It’s a little ironic that I’m beginning to think about spring as my yard is literally blanketed in snow. But, while my surroundings are screaming that winter is still in full force, my heart is longing for those first few weeks of not-quite-spring – the celebration of slow transition and incremental growth.

Those first few weeks of the in-between can feel decidedly unpretty. The trees don’t yet have their leaves – standing bare and twiggy. The bulb flowers haven’t yet pushed their way through the cold ground and lawnmowers sit unused in garages and sheds. It’s easy to view those misfit weeks as unsatisfying – even ugly. We want to shout into our backyards and yell, “Make up your mind! Be one thing or the other!”

We’re comfortable with Point A and Point B. We know what to expect in Winter. We know what to expect in Spring. But the middle? We’re impatient. Restless. Ready to move along.

And it can feel the same way with our own growth.

We get excited about the idea of starting the process of change and personal growth – of breaking a bad habit or forming a positive one. Whether we’re getting ready to clean out our closets or free our minds of negative thinking, the beginning is almost fun. We’re giddy – coming alive with hope and the thought of what the changes we’re planning for will look like. In the tangible world, this means trips to the container store, label makers, and an excuse to binge-watch Marie Kondo. In the mental and emotional realm, this might look like journaling, planners, motivational books – even listening to podcasts. The thought of something new and fresh excites us. Our own personal “spring” feels just around the corner.

But much like nature, the changing over of seasons isn’t all-at-once. We too, must endure the weeks (months/years) of standing bare and twiggy before the world, with only the promise of new leaves in our future.

We jump into the changes we’re after- often with both feet, and suddenly find ourselves with a mess – and at least for me, a much bigger mess (of either the physical or emotional nature) than anticipated. (Change is hard. Who knew?) 😉

If we’re honest, we don’t want incremental growth. We want instant gratification. Just like many want to push the “melt” button on the snow and wake to find their yards full of beautiful spring blooms, we often want our intention and first efforts to be enough. But there’s beauty in the making – if we’re willing to wait.

It won’t always be pretty. It may feel bleak and you will likely want to give up. Don’t.

Just as unexpected late snow disrupts newly planted flowers and late-season winds knock limbs from trees, you’ll face setbacks and experiences losses every time you set out to make changes. Keep going anyway. Hold on to the idea of slow and incremental growth. Winter does not yield to spring sunshine in an instant. Instead, we gain sunlight in slow but steady increments of three minutes per day.

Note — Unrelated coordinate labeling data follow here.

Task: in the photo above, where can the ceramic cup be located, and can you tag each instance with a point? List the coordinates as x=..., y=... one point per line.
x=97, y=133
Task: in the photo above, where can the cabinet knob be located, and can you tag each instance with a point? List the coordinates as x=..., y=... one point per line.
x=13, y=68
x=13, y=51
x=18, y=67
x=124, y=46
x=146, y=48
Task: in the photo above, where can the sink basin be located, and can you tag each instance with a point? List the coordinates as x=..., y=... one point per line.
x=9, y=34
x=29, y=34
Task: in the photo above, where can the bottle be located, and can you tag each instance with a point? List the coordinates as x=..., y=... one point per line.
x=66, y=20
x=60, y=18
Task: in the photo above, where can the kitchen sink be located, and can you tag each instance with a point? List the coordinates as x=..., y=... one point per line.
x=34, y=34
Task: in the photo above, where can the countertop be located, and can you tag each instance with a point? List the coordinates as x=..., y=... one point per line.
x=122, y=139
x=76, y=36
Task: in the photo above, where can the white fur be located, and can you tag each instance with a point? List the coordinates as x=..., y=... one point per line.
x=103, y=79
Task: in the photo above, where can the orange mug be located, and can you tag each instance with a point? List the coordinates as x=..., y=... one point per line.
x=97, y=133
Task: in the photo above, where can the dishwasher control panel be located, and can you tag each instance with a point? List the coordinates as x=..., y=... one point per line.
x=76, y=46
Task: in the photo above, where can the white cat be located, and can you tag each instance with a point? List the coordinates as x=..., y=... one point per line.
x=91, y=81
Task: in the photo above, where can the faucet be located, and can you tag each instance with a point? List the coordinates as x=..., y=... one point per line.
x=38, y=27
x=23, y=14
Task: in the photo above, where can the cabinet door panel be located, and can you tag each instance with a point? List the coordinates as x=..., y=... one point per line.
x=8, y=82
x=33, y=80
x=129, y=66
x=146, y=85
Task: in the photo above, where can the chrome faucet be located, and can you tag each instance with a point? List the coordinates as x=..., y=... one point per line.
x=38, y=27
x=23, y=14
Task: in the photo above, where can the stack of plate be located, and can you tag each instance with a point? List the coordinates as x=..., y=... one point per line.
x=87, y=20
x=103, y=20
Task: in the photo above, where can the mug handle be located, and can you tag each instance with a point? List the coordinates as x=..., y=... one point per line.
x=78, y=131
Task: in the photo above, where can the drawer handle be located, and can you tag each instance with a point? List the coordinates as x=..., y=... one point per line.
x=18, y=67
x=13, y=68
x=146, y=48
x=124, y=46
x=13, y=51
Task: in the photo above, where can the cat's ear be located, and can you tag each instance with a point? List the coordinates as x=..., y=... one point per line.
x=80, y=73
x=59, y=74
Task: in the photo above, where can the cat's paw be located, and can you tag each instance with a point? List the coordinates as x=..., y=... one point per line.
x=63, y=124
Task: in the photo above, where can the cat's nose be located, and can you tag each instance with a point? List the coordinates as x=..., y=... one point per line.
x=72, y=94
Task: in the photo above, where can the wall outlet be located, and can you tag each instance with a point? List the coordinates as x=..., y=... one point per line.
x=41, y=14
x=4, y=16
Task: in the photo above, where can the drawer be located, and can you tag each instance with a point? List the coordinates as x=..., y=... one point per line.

Three minutes. Three minutes feels insignificant. A throw-away. But – three minutes of gained sunlight every day over time equals incredible and noticeable change. And every day, as the sun shines just a bit more, evidence of the slowly transitioning seasons begins to appear. Daffodils begin to slowly push through the ground as trees begin to grow new leaves. And then one day, it’s spring.

Keep pushing. You may be feeling less like a tree and more like a tall and unmajestic stick. You may be feeling frustrated at the setback of having an emotional snowstorm take out your newly planted posies. Try again. Like spring, change will come.

But today, as I look out at my yard full of snow, I choose to think about those three minutes of sunlight. It’s not spring – but it’s three minutes of sunshine that I didn’t have yesterday, and that’s the kind of incremental change that will one day turn into spring.